The Jenny’s Well care home features Armstrong Ceiling solutions in the main entrance, reception and manager’s offices, all the corridors, back of house staff areas, kitchens and toilets. These included 1000m² of Armstrong’s Perla and 250m² of Ultima + dB Cradle to Cradle-certified tiles, as well as 350m² of Dune Max, all mineral with tegular edges installed on an Armstrong 24mm exposed grid.

In addition, it featured Clean Room-rated Parafon Hygien tiles to the main kitchen and humidity-resistant Hydroboard tiles to laundry areas and toilets, both square-edged 600 x 600mm in a 24mm corrosion-resistant grid. The use of a 200mm-high Axiom profile also provided a solution for ceiling level changes with a pre-finished bespoke upstand.

This 54-bed, two-storey facility has been organised in a layout of three ‘pavilions’ to the north-east and west and a ‘gateway’ building to the south-east providing access.

The CE Marked and Cradle to Cradle-certified DGS and other Armstrong systems were supplied by CCF in Glasgow and installed for main contractor CCG (Scotland) Ltd by specialist sub-contractor Brian Hendry Interiors, a member of Armstrong’s Green Omega network of sustainably-certified installers, whose squad of specialist fixers completed over a six-month programme.

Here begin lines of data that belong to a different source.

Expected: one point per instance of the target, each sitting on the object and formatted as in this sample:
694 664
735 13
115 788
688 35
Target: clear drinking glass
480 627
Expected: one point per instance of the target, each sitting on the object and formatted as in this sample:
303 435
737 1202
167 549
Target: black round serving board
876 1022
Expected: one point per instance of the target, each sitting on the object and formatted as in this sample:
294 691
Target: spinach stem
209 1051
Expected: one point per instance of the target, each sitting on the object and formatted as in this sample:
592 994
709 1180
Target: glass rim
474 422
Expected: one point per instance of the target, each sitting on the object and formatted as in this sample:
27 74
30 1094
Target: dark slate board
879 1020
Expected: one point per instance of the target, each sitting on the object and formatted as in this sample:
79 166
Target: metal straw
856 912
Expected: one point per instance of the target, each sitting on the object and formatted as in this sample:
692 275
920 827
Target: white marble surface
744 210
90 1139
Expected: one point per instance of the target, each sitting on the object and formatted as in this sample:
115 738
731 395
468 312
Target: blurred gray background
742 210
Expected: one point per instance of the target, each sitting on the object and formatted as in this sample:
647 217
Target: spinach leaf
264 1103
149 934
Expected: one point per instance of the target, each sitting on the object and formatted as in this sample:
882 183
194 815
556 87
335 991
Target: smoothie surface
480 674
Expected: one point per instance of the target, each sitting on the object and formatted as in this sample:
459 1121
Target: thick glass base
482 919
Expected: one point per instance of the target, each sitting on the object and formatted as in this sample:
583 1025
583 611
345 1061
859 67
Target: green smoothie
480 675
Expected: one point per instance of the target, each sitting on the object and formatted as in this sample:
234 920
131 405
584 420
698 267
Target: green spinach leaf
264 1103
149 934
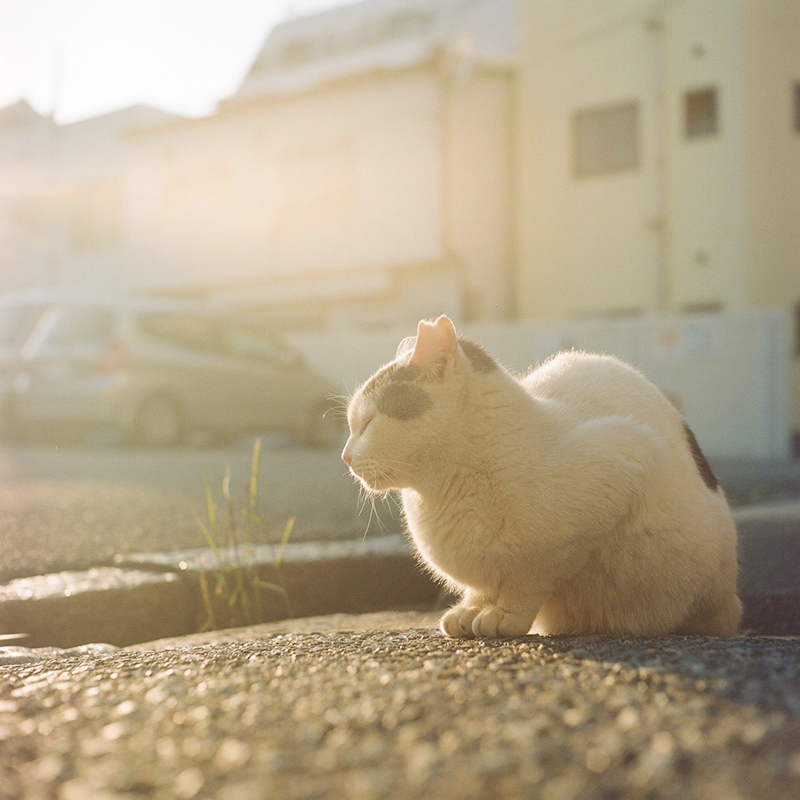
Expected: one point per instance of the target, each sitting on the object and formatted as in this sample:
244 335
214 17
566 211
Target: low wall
729 373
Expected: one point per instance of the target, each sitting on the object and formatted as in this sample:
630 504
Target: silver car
158 369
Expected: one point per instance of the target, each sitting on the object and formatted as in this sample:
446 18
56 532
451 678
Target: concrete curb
151 596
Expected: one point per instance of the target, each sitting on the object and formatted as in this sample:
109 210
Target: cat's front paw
494 621
457 622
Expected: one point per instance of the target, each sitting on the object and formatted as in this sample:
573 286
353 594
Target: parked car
19 313
156 369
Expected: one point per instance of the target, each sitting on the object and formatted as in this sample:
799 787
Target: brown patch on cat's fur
703 466
478 358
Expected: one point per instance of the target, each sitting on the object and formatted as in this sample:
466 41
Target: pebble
401 714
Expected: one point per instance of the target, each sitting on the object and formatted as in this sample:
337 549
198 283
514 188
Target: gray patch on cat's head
403 400
406 346
397 391
478 358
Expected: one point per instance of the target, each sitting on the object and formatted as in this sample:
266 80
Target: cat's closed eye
365 424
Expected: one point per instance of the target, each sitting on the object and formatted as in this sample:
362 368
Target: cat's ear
406 346
436 347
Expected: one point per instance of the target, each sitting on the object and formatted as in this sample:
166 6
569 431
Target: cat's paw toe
495 621
457 622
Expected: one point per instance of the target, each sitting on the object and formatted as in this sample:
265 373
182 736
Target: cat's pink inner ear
435 341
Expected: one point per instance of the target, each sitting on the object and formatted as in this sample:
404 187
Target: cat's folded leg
457 622
496 621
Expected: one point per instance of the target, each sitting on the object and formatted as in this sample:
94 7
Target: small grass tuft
232 590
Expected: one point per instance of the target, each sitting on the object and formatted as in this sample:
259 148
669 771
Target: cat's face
397 414
409 415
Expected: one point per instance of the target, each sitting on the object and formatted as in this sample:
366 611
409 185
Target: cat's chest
457 536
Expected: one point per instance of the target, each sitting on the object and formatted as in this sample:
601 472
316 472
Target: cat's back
592 385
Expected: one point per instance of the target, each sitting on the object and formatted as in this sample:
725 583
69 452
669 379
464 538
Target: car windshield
81 326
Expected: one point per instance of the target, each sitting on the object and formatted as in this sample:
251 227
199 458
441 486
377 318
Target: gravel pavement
392 709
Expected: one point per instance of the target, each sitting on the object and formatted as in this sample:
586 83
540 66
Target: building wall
703 221
478 130
772 52
586 244
710 241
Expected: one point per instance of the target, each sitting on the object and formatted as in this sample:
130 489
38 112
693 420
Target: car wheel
159 422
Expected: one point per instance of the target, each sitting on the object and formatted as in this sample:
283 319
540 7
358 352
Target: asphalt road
79 506
394 713
71 507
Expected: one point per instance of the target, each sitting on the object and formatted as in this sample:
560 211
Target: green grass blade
287 532
254 470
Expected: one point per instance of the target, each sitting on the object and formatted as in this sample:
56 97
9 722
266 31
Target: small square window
701 113
606 139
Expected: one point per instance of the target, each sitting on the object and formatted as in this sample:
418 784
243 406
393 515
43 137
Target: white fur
565 502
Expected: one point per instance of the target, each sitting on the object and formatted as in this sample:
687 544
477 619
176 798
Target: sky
81 58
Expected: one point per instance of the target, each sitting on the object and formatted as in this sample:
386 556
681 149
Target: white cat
575 500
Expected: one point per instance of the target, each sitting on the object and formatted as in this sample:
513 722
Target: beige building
361 174
659 157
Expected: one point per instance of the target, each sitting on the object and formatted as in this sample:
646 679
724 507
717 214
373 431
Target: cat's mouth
372 480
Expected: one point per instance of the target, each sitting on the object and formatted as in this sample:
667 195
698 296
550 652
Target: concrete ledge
158 595
101 605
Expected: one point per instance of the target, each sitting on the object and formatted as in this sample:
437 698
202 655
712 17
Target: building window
606 140
701 113
797 107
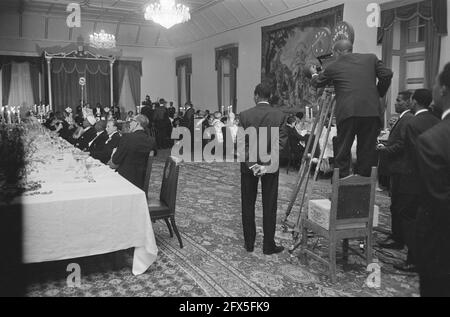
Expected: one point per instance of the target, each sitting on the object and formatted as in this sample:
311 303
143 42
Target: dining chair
348 215
148 172
164 208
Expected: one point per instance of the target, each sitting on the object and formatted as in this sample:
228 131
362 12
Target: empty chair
349 215
164 208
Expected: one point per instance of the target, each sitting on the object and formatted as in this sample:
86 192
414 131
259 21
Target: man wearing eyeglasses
130 159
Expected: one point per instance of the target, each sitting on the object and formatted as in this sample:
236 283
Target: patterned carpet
214 262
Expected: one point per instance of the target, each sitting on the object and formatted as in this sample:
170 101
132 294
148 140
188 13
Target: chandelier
167 13
102 40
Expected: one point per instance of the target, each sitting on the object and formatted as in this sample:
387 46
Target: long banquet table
79 211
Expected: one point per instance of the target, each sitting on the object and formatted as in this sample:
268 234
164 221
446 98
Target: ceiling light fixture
102 40
167 13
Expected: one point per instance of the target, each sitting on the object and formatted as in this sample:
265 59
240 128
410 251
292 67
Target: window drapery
434 12
134 70
35 64
21 91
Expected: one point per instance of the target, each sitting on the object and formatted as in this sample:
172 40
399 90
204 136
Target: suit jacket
397 156
188 119
418 125
148 112
83 142
98 112
104 153
354 77
262 116
132 156
433 149
99 142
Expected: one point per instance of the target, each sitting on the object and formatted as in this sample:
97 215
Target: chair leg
304 246
345 249
369 249
172 221
169 226
332 259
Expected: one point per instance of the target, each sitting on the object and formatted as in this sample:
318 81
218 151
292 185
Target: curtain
6 83
182 88
134 77
434 10
126 96
21 91
66 91
433 46
134 69
98 89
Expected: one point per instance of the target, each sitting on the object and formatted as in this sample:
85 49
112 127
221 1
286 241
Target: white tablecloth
78 218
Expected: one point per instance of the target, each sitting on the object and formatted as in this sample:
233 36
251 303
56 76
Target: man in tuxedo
433 223
422 121
189 122
89 133
104 151
399 169
148 111
162 125
131 157
358 106
98 142
261 116
98 111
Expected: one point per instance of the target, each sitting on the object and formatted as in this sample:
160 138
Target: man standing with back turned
358 106
263 116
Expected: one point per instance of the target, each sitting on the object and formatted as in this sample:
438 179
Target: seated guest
98 111
131 157
62 127
48 122
99 141
130 116
79 116
103 152
88 133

Managing Director, Brian Hendry, said: “This was a very challenging project, requiring careful pre-planning, the highest attention to detail and accuracy in setting out. Quality was of the highest standard of installation and required exact sizing to ensure the finished timber planks fitted to the DGS, all aligning through. It is a testament to the quality and hard work of our fixers and the experience of our supervisor that this project looks so impressive.

“The DGS system was built using a jig to pre-determined radii and then raised and installed at high level to provide a curve. As a unique and bespoke installation, we had to constantly liaise with the architects to ensure their aesthetic requirements were met and verify all the different components which meant the complete ceiling could be built within the tolerances required.

“The Armstrong Drywall Grid System facetted system was a perfect fit for this type of bespoke ceiling which could be altered on site, allowing much more flexibility compared to the specified traditional MF pre-determined off-site curved grid system. Armstrong’s Drywall Grid System was also quick and easy to install.”

Page\Park Architect’s Martin Flett said: “The ceilings are crucial to the visual impact of the building and the integration of building services and acoustics.

“The Armstrong system forms the frame for the decorative ceiling linings and building services integration. It dovetailed well with the aesthetic and performance requirements and is clever in how it allows you to form a curve from a facetted framing system.”

Armstrong DGS installation specialist (North), Martin Dalby, explained that the DGS system was first covered with 100 x 6mm plywood strips to which the black acoustic fabric was fixed. Then the fixers used pre-finished 9mm plywood perpendicular to the ply lining to provide the finished aesthetic. Acoustic insulation was installed within the void to ensure high acoustic performance to the rooms and spaces below.

He said: “The advantage of using the DGS on this project was that a very expensive bespoke system to provide the finish was not required. The DGS facetted system had a relatively low lead time compared to other solutions in the market and the components were extremely cost-effective.

“Fitting the finished timber was the slowest part of installing this system but because of all the planning and setting out work carried out early on in the project with the fitting of the DGS framework, we had avoided all the lighting bays and there was no further work to be done altering the system.”